Ketchum
CHARLESTON -- The West Virginia Supreme Court has unanimously ruled that a Massey Energy subsidiary can build a coal silo near a Raleigh County school.
In an opinion filed Tuesday, the court upheld a ruling in Kanawha Circuit Court that said Goals Coal Company's plans to build a second silo less than 300 feet away from Marsh Fork Elementary School.
There already was a silo planted 240 feet from the school.
A group called Coal River Mountain Watch had sought to stop the building of the second silo, saying it fell outside the area the coal company had a permit to mine in.
The group argued that a 2006 ruling by the state Department of Environmental Protection that said the location of the proposed silo was within the permit area was wrong.
The group said state law defines a permit area as only that which is shown on a map, and not by physical boundary markers.
The DEP had previously rejected the company's request to build the second silo in 2005 because of inconsistencies in the permit area maps that had been prepared over the years. Surface coal mining had gone on at the site since 1974.
Justice Menis Ketchum, in writing for the majority, said it is important to explain what the case is and is not about.
"This case involves the interpretation of several statutes," Ketchum wrote.
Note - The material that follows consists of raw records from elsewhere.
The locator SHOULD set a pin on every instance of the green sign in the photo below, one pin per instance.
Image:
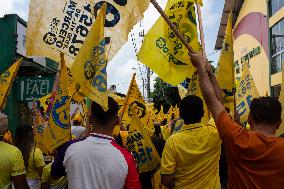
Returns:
(34, 87)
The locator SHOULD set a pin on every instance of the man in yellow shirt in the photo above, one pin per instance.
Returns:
(12, 168)
(190, 158)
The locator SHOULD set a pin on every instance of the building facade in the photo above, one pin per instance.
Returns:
(35, 76)
(258, 39)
He added: "This case does not involve the public policy effects of (state and federal surface mining and reclamation acts). We are aware of the extensive public concern about appellee Goals Coal's decision to construct a second coal silo less than a football field's length from an elementary school.
"The DEP has determined it must allow the construction to occur in deference to statutory law. The wisdom or desirability of these decisions are outside the province of the judicial branch."
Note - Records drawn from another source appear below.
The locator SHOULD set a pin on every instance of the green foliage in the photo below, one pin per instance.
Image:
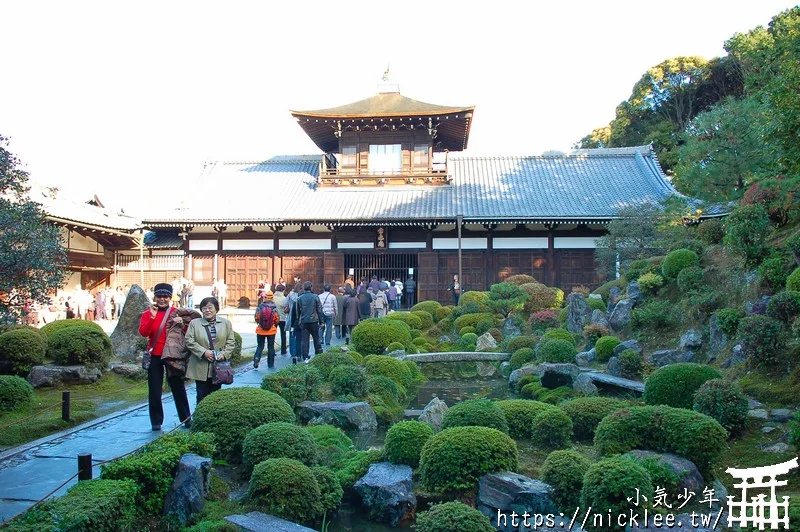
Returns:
(690, 434)
(477, 413)
(14, 391)
(564, 471)
(20, 350)
(231, 413)
(455, 458)
(453, 516)
(587, 412)
(604, 347)
(762, 340)
(371, 336)
(724, 401)
(675, 384)
(298, 383)
(404, 442)
(278, 440)
(80, 346)
(349, 380)
(286, 488)
(558, 351)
Ketchum said the court rejects Coal River Mountain Watch's "quixotic" argument that the very structure of the sentence in the state law -- that everything after a comma, including the language about site markers, is a non-restrictive clause.
The language in the state law reads: "'[P]ermit area' means the area of land indicated on the approved map submitted by the operator with his application, which area of land ... shall be readily identifiable by appropriate markers on the site."
Ketchum wrote that a plain reading of the law shows that a permit area includes both the area shown on a map at the time of application and physical markers at the site.
Justice Brent Benjamin recused himself from hearing the case.